In 1916, Ludwig Flamm realized that it is theoretically possible to connect two distant points through space and time. This possibility was rediscovered by Albert Einstein and Nathan Rosen in 1935. This phenomenon is now called wormholes. Nothing proves their existence outside mathematics, but wormholes fascinate physicists and science fiction writers. Theoretical research on wormholes was very popular in the late 1980s and early 1990s. In 1988, a team led by Kip Thorne described a stable and traversable macroscopic wormhole compatible with general relativity. This door would allow travel through space and time. Since that time, research on wormholes has calmed down much, but from time to time an article revives the subject.
In mid-April, a US team released a study on wormholes. It reaffirms that their existence is possible or at least not impossible. According to Daniel Jafferis, traveling with wormholes would take longer than a normal trip. These would not be shortcuts. Sci-fi fans may be disappointed by this study, but not physicists. The theoretical work around wormholes could create a new connection between general relativity and quantum mechanics.

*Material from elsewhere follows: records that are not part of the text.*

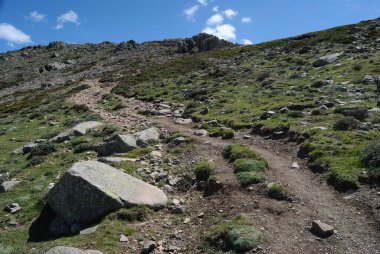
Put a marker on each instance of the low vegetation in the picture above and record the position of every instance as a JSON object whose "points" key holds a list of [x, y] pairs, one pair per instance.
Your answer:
{"points": [[237, 234], [277, 191]]}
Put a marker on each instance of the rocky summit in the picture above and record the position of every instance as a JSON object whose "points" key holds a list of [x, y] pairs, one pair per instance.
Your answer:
{"points": [[194, 145]]}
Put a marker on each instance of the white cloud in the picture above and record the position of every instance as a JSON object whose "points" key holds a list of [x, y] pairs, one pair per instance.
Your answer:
{"points": [[203, 2], [225, 31], [215, 20], [230, 13], [68, 17], [246, 20], [190, 12], [36, 17], [13, 35], [246, 42]]}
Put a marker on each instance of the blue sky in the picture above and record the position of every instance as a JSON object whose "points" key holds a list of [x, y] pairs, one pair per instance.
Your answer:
{"points": [[31, 22]]}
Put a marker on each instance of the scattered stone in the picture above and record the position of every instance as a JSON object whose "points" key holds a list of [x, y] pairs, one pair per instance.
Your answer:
{"points": [[70, 250], [91, 189], [8, 185], [321, 229], [155, 155], [89, 231], [148, 247], [179, 141], [12, 208]]}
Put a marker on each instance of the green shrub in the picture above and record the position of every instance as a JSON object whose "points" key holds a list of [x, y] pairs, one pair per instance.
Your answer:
{"points": [[277, 191], [247, 178], [50, 134], [225, 133], [246, 165], [80, 108], [36, 160], [203, 170], [345, 124], [244, 238], [370, 157], [236, 151], [137, 213], [118, 106], [83, 147], [42, 150], [237, 234], [105, 131]]}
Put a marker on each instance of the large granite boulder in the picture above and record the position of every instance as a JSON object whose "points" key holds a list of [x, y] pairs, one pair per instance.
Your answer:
{"points": [[146, 136], [70, 250], [91, 189], [78, 130]]}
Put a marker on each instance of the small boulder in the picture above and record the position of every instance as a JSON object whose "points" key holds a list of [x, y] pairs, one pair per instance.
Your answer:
{"points": [[146, 136], [91, 189], [321, 229], [7, 185], [12, 208]]}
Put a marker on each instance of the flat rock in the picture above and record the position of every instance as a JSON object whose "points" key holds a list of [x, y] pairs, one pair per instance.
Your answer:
{"points": [[91, 189], [78, 130], [82, 128], [321, 229], [111, 160], [7, 185], [70, 250]]}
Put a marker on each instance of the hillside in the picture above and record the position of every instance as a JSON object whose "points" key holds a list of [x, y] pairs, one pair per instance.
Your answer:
{"points": [[251, 145]]}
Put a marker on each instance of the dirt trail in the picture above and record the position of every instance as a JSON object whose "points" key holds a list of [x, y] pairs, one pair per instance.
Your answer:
{"points": [[285, 225]]}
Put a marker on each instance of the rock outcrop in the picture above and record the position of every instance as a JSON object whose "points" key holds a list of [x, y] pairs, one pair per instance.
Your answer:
{"points": [[91, 189]]}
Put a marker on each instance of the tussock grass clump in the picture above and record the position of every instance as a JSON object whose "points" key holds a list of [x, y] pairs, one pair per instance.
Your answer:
{"points": [[248, 178], [236, 151], [277, 191], [249, 165], [203, 170], [42, 150], [370, 157], [237, 234], [345, 124], [225, 133], [137, 213]]}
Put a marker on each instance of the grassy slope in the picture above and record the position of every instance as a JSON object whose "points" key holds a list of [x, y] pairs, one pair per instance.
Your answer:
{"points": [[229, 83], [27, 120]]}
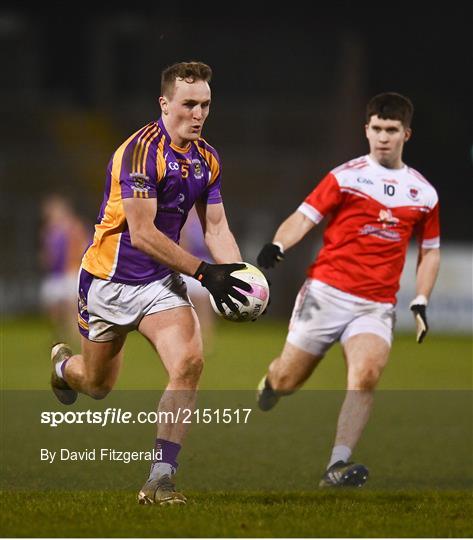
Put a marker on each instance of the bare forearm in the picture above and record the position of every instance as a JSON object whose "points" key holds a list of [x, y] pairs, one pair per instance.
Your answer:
{"points": [[292, 230], [222, 246], [158, 246], [427, 271]]}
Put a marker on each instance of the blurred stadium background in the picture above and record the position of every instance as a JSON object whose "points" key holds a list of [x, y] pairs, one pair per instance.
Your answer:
{"points": [[289, 93]]}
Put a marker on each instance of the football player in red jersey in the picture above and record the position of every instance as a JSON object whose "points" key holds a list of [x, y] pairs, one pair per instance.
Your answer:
{"points": [[375, 204]]}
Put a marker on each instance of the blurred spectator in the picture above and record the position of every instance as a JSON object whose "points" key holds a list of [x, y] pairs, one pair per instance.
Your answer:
{"points": [[192, 240], [63, 240]]}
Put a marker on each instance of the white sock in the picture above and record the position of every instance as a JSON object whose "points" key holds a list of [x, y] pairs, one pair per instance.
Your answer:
{"points": [[59, 368], [160, 469], [339, 453]]}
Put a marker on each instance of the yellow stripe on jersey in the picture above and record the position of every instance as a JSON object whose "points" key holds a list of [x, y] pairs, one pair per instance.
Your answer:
{"points": [[212, 161], [82, 323], [143, 145], [160, 159], [138, 146], [100, 258], [145, 154]]}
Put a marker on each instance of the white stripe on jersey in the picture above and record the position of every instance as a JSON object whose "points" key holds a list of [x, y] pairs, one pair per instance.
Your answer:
{"points": [[310, 212]]}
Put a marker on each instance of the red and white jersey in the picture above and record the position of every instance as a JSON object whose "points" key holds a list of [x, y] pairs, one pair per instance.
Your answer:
{"points": [[374, 212]]}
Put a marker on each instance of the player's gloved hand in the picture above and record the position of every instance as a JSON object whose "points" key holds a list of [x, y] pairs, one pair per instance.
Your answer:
{"points": [[270, 255], [217, 279], [418, 306]]}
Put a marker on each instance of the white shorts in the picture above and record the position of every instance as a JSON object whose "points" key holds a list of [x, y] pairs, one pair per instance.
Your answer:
{"points": [[323, 315], [60, 288], [108, 310]]}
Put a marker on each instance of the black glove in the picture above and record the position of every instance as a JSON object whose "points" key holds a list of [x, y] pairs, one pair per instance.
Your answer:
{"points": [[418, 306], [221, 285], [270, 255]]}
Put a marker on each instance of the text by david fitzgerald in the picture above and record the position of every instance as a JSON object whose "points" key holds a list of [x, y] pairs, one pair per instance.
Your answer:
{"points": [[99, 454]]}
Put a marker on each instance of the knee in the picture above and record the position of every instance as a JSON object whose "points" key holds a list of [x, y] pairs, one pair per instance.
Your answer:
{"points": [[99, 391], [188, 370], [365, 378], [282, 382]]}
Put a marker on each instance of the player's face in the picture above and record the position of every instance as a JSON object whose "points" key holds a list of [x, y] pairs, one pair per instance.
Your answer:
{"points": [[386, 139], [185, 113]]}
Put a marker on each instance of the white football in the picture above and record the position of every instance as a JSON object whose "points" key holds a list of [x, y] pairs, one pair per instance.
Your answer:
{"points": [[258, 297]]}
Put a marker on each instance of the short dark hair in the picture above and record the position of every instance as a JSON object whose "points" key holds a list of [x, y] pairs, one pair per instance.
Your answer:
{"points": [[190, 71], [391, 106]]}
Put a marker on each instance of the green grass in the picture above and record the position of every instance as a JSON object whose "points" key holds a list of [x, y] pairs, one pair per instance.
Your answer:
{"points": [[302, 514], [254, 480]]}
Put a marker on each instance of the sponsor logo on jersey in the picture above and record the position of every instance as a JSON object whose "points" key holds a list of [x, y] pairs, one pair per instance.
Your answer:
{"points": [[413, 192], [140, 182], [386, 218], [197, 166], [386, 234], [362, 180]]}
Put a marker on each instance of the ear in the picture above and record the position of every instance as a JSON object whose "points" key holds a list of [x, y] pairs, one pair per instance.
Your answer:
{"points": [[163, 103]]}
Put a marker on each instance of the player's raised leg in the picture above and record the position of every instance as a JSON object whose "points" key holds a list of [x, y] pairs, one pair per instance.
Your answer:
{"points": [[366, 356], [286, 374], [175, 334], [93, 372]]}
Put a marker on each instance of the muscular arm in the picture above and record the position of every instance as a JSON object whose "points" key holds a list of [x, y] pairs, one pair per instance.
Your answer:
{"points": [[217, 234], [428, 265], [293, 229], [140, 214]]}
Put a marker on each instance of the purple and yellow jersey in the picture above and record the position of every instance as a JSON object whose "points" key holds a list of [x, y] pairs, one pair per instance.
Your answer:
{"points": [[149, 165]]}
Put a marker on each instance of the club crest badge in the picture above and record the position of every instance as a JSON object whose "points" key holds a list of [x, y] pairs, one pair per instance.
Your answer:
{"points": [[197, 168], [413, 193]]}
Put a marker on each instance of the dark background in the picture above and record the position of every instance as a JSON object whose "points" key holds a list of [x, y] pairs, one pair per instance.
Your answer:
{"points": [[289, 93]]}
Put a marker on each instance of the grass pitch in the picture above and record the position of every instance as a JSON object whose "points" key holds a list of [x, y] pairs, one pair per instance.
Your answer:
{"points": [[256, 480]]}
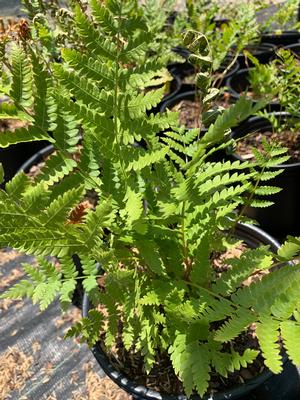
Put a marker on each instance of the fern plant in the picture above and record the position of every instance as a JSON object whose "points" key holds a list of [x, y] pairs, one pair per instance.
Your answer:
{"points": [[279, 79], [158, 218]]}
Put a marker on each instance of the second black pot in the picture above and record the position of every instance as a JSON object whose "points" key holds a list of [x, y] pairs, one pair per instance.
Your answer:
{"points": [[283, 217], [264, 52]]}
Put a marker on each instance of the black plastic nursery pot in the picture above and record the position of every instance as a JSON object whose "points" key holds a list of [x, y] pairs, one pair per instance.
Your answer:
{"points": [[239, 83], [283, 217], [186, 69], [266, 386], [264, 52], [14, 156], [281, 38]]}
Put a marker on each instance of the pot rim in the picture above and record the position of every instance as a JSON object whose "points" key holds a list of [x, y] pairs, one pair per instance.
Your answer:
{"points": [[36, 158], [265, 122], [142, 392]]}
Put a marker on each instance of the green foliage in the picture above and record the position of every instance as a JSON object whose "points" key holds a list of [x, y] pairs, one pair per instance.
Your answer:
{"points": [[153, 216]]}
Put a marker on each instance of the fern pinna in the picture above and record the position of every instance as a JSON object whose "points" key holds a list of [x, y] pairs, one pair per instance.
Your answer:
{"points": [[157, 218]]}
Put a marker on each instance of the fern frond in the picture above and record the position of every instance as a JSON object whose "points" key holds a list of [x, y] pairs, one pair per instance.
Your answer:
{"points": [[59, 208], [87, 329], [92, 38], [138, 105], [146, 160], [237, 324], [56, 167], [267, 331], [89, 67], [191, 361]]}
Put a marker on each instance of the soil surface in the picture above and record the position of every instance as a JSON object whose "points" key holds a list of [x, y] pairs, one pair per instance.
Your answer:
{"points": [[287, 138]]}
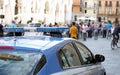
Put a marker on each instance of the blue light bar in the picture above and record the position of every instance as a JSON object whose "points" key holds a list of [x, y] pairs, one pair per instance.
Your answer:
{"points": [[13, 29], [36, 29], [52, 29]]}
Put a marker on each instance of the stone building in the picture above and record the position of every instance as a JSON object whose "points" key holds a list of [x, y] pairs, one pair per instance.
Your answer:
{"points": [[109, 10], [48, 11], [77, 9]]}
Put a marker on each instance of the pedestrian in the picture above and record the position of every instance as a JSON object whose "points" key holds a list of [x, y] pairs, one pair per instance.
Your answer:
{"points": [[84, 32], [1, 30], [116, 31], [12, 24], [104, 30], [73, 31]]}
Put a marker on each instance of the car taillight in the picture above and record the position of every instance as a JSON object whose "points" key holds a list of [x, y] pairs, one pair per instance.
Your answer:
{"points": [[6, 47]]}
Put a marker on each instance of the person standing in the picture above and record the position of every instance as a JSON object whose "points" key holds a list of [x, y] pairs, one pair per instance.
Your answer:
{"points": [[1, 30], [84, 32], [73, 31]]}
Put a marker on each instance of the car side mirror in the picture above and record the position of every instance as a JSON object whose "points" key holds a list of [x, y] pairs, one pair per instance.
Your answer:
{"points": [[99, 58]]}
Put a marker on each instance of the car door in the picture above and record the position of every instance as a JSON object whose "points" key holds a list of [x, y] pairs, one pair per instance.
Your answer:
{"points": [[88, 60], [70, 61]]}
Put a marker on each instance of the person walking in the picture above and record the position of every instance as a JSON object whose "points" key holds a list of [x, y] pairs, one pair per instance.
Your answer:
{"points": [[73, 31], [84, 32], [1, 30]]}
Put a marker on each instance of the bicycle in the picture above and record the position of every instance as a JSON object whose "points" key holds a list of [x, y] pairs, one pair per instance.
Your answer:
{"points": [[114, 41]]}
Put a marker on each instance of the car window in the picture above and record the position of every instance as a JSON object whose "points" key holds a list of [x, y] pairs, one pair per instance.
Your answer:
{"points": [[40, 64], [85, 53], [68, 56], [18, 62]]}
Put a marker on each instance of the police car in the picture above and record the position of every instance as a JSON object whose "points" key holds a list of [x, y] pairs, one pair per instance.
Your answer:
{"points": [[45, 55]]}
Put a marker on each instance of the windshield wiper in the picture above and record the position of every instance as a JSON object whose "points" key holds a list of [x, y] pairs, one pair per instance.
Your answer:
{"points": [[10, 57]]}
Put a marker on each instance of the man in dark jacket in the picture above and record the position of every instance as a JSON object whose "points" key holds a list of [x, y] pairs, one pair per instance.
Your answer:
{"points": [[1, 30]]}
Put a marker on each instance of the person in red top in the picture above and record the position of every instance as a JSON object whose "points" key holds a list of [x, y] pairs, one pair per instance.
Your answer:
{"points": [[73, 31]]}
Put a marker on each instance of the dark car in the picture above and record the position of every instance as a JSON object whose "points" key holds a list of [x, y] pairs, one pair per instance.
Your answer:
{"points": [[44, 55]]}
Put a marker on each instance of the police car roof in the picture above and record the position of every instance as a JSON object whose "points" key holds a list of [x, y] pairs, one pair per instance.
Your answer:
{"points": [[32, 42]]}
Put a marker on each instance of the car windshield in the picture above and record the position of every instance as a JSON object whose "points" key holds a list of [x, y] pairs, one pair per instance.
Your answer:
{"points": [[18, 62]]}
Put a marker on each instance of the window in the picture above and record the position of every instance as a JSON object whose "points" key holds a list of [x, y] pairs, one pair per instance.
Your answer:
{"points": [[40, 64], [68, 56], [86, 55]]}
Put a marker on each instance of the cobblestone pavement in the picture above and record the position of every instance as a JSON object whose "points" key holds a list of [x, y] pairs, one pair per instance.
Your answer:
{"points": [[102, 46]]}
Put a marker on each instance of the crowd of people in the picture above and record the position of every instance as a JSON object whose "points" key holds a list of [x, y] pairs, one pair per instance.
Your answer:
{"points": [[86, 30], [81, 30]]}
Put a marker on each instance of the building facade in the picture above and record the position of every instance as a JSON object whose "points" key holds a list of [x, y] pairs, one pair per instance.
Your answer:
{"points": [[90, 8], [109, 10], [77, 9], [48, 11]]}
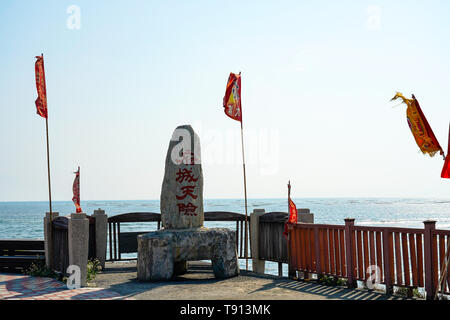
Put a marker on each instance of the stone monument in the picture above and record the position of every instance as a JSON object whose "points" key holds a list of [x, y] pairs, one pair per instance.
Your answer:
{"points": [[165, 253]]}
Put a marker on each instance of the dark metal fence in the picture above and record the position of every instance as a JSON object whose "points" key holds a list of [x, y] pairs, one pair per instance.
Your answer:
{"points": [[60, 239], [18, 254], [272, 242], [126, 242]]}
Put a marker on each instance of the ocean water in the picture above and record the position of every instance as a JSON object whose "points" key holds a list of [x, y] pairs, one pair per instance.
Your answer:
{"points": [[24, 220]]}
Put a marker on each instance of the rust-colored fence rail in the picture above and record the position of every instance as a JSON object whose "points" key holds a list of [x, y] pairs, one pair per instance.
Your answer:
{"points": [[272, 242], [402, 257], [120, 242], [60, 226]]}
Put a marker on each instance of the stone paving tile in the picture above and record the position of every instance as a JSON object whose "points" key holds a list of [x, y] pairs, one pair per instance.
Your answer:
{"points": [[23, 287]]}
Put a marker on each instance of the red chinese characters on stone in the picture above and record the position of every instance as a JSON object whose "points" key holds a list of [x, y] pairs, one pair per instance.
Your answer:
{"points": [[188, 191], [185, 175], [187, 209]]}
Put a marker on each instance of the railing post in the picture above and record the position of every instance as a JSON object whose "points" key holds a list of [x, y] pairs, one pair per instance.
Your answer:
{"points": [[101, 223], [258, 265], [48, 238], [78, 236], [430, 287], [387, 262], [349, 223], [317, 249]]}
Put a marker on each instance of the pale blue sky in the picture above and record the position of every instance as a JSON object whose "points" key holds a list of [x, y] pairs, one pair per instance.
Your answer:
{"points": [[317, 77]]}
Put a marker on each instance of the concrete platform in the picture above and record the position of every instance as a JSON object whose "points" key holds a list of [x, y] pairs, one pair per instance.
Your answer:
{"points": [[200, 284]]}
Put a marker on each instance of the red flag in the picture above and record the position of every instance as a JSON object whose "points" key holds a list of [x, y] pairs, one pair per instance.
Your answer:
{"points": [[232, 99], [446, 170], [41, 101], [292, 212], [76, 191]]}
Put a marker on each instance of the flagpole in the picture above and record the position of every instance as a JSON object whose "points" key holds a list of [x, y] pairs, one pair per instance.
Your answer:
{"points": [[48, 168], [48, 152], [245, 194]]}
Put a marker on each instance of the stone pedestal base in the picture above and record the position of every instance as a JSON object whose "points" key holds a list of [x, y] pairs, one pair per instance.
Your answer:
{"points": [[164, 253]]}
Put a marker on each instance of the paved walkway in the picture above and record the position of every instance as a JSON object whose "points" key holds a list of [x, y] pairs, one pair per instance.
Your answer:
{"points": [[199, 284], [23, 287]]}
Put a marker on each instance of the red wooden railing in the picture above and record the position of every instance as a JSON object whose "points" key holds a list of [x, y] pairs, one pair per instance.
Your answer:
{"points": [[406, 257]]}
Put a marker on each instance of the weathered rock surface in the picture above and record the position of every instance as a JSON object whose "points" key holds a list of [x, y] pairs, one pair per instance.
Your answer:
{"points": [[182, 188], [159, 251]]}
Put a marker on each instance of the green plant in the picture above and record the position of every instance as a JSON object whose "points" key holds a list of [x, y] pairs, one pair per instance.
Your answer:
{"points": [[417, 294], [92, 269]]}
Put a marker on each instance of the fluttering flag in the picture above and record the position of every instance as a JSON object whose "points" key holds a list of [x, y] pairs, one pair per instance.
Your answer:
{"points": [[76, 191], [446, 170], [232, 100], [41, 101], [292, 220], [419, 126]]}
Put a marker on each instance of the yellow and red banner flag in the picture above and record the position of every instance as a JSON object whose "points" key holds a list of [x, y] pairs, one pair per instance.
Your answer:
{"points": [[421, 130], [76, 191], [232, 100], [292, 220], [41, 101], [446, 170]]}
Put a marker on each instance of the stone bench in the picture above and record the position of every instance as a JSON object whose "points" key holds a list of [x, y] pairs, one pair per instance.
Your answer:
{"points": [[163, 254]]}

The unification of these two theoretical frameworks is one of the greatest quests of modern physics. For example, the ER = EPR conjecture formulated in 2013 aims to elucidate the phenomenon of quantum entanglement by imagining that two entangled particles are connected to each other by a wormhole. For the moment this is only a very daring hypothesis, but it illustrates how some physicists hope to exploit the wormholes for the benefit of theoretical physics.
Other researchers believe that wormholes could provide an answer to the paradox of information posed by black holes and Hawking radiation. Even if they are not able to make us travel physically at a phenomenal speed, wormholes still have a lot of interest for research and could provide answers to some mysteries of physics.